Mamma e papà hanno sempre viaggiato almeno fino a quando mamma è rimasta presidente, mi ricordo che li accompagnavo a Caselle e mamma mi abbracciava dicendo di fare il bravo con i nonni o con zii ai quali ci affidavano mentre partivano. Mia mamma e il mio papà erano orgogliosi dei viaggi solidali. Penso al Perù, all’Ecuador o ancora al Burkina Faso. Mi ricordo che quando tornavano dai viaggi, sempre molto stancanti ed emozionanti, organizzavano le serate per far vedere le diapositive con le foto scattate, avevano tantissime foto che facevano stampare e così le pareti di casa nostra avevano paesaggi mozzafiato, contadini e abitanti dei villaggi poveri fotografati che sorridevano. Mi ricordo però che mamma, che partiva sempre con grande gioia, tornò cambiata dal viaggio In Africa. La vedevo diversa e mi raccontava di quanto dovevo sentirmi fortunato rispetto ai bambini che vivevano là, mi raccontava di aver toccato per mano la povertà assoluta e l’impegno che i produttori avevano nel preparare i prodotti del Ctm.
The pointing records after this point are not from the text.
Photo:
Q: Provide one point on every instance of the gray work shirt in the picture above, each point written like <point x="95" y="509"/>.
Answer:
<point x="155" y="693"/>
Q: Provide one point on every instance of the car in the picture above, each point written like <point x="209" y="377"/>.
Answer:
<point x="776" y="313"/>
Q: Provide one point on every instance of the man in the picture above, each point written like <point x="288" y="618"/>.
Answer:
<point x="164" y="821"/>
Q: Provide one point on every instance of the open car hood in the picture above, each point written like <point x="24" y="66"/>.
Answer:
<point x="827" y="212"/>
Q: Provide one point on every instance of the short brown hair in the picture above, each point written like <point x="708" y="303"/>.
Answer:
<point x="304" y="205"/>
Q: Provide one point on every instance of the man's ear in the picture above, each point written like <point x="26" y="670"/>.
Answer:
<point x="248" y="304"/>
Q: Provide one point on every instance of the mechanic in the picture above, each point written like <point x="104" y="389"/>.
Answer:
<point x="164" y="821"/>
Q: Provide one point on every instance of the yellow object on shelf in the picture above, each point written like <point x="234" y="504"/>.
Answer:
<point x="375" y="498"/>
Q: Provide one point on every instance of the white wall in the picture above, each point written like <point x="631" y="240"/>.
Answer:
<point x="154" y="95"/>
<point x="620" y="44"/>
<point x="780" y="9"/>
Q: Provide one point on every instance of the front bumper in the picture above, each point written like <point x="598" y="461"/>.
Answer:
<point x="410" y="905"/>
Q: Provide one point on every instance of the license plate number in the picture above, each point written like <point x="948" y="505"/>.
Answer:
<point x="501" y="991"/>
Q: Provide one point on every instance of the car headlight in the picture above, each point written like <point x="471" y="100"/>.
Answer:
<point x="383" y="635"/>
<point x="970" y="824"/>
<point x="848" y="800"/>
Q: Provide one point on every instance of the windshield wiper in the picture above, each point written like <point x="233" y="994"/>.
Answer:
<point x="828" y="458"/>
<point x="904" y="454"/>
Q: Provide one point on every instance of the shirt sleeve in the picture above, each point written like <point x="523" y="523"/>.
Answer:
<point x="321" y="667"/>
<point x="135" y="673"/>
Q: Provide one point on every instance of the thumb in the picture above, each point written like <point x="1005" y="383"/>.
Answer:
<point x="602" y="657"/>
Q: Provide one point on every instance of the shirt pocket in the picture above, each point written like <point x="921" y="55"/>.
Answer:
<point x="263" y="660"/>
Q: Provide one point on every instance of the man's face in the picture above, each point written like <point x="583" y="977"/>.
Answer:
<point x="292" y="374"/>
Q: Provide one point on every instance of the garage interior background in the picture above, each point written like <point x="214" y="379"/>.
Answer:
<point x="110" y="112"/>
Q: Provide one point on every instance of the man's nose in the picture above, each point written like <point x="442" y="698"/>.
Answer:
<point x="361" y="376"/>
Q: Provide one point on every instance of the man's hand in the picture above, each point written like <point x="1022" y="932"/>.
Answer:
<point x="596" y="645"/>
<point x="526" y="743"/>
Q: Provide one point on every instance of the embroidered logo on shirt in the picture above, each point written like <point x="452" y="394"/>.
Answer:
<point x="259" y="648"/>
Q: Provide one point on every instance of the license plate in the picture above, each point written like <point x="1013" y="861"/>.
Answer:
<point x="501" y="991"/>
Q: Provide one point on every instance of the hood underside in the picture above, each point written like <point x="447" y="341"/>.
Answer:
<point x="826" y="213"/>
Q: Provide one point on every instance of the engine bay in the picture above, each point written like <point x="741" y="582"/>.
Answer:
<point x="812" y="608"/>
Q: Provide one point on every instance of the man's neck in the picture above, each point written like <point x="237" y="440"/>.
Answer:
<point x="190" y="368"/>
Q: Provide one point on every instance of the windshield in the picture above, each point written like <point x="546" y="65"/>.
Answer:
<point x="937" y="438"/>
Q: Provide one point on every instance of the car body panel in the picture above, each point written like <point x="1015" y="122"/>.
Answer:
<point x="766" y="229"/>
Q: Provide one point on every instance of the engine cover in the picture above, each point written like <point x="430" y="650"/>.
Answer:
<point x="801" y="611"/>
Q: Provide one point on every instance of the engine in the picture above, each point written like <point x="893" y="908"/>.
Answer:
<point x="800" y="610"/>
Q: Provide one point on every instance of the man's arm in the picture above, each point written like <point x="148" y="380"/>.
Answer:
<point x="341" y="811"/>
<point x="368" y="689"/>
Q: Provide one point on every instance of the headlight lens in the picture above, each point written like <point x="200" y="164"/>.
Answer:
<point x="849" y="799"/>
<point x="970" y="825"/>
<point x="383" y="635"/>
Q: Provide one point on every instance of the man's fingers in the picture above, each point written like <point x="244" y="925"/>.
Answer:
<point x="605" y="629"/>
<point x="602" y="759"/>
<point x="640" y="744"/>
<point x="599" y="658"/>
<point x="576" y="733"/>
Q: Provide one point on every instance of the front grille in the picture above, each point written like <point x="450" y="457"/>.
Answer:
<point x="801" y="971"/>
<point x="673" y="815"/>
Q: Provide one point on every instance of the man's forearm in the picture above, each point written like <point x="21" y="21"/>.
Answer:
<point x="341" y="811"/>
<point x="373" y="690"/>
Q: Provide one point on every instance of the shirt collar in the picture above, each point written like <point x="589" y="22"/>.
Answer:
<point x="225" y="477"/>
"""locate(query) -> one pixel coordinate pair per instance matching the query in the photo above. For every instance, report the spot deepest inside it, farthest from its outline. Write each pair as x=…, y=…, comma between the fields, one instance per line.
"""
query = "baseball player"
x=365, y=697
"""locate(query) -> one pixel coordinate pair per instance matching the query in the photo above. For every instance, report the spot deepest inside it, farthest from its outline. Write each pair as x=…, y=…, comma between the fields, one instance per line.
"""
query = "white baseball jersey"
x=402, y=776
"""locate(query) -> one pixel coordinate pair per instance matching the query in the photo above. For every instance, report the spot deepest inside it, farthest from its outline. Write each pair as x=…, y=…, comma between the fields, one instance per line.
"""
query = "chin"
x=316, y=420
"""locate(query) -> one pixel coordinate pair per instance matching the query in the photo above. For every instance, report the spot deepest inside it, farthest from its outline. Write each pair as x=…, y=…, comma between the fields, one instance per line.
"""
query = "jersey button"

La bottega è stata per la mia famiglia un orgoglio. Mia mamma andava spesso a compare ma anche a chiacchierare. Mi ricordo i profumi delle spezie quando cucinava, i profumi delle creme che usava per il viso; mia mamma ha fatto molto per l’Altromercato, io e Rita e papà siamo sempre stati orgogliosi dell’impegno di mamma, L’abbiamo sempre sostenuta e perdonata quando non veniva a coccolarci prima di dormire perché impegnata nei direttivi o nelle riunioni a casa nostra. Mamma manca a tutti, qualche giorno dopo che è mancata gli amici e le amiche della bottega le hanno dedicato un bellissimo articolo pieno di cose belle e di sentimenti puri, perché la mamma amava la bottega, l’ha difesa in tanti anni di attività. Negli ultimi anni però le cose sono cambiate. Noi siamo cresciuti prendendo strade diverse, lei ha continuato ad andare in bottega a comprare finché ha potuto, era ormai anni che non andava più come volontaria. Lo scorso anno durante la malattia mi chiese di accompagnarla per un’ultima volta perché voleva comprare delle cose, credo che fu l’ultima volta che la vide. Sono partito da quel 1996 per arrivare ad oggi, soffro nel sapere che la bottega si chiude. Qualche giorno fa dissi proprio a Rita che stanno finendo delle cose con le quali siamo cresciuti, mamma non c’è più, la bottega si chiude ma i ricordi quelli nessuno potrà mai toglierceli… nessuno; perchè la memoria, i ricordi sono la cosa più bella che abbiamo. So per certo che se la mia mamma potesse, rifarebbe tutto ciò che ha fatto perchè lei ci credeva molto».